Content originally published on data180.com. Learn more about Interfolio’s acquisition of Data180 here.

blog-avoiding-common-cv-mistakes

The curriculum vitae, or CV, is the most important professional document in the world of academics, and is used frequently as a tool in hiring, promotion, tenure, and other decisions at colleges and universities. A great CV can help highlight a well-qualified candidate’s accomplishments, but a poorly executed CV can create poor perceptions.

To help academics avoid common CV pitfalls, Steve Joy, career adviser for research staff in the arts, humanities, and social sciences at the University of Cambridge, published a column in The Guardian outlining simple strategies for minimizing distractions and annoyances in CV documents.
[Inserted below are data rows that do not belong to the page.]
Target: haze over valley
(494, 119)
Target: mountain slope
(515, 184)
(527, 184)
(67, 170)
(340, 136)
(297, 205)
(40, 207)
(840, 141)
The article, “Academic CVs: 10 Irritating Mistakes,” gives a number of simple tips for academics and explains how relatively minor details of a CV’s organization and formatting can impact the way reviewers perceive a candidate. A chief mistake people make, Joy writes, is creating documents that are not easy to scan through for important information.

“The person reviewing your application may spend no more than 90 seconds scanning through the CV, skimming for key highlights – such as your list of publications, places you’ve worked, grants won, and so on,” he writes. ”You have to make sure that the important stuff, which will not necessarily be the same from one application to the next, leaps off the page.”

Joy goes on to list numerous formatting and organization oversights in CVs that can make the documents unnecessarily difficult to read.

These oversights include splitting sections across page breaks; over- or under- using boldface and italic fonts; failing to list the candidate’s name at the top of each page; and failing to number the pages in a multi-page document. Including these kinds of mistakes in a CV can send a wrong message to the people reviewing it.

He also stresses the importance of using consistent reference style and avoiding institution-specific minutia and jargon that outside reviewers may not understand. Above all, Joy suggests that academics can optimize their CVs by getting input from friends and colleagues before finalizing and submitting the documents.

“When push comes to shove, the best approach to CV writing is the simplest: seek multiple opinions at every stage,” he writes. “And in so doing, dare to be honest. What impression do you really have of me on paper?”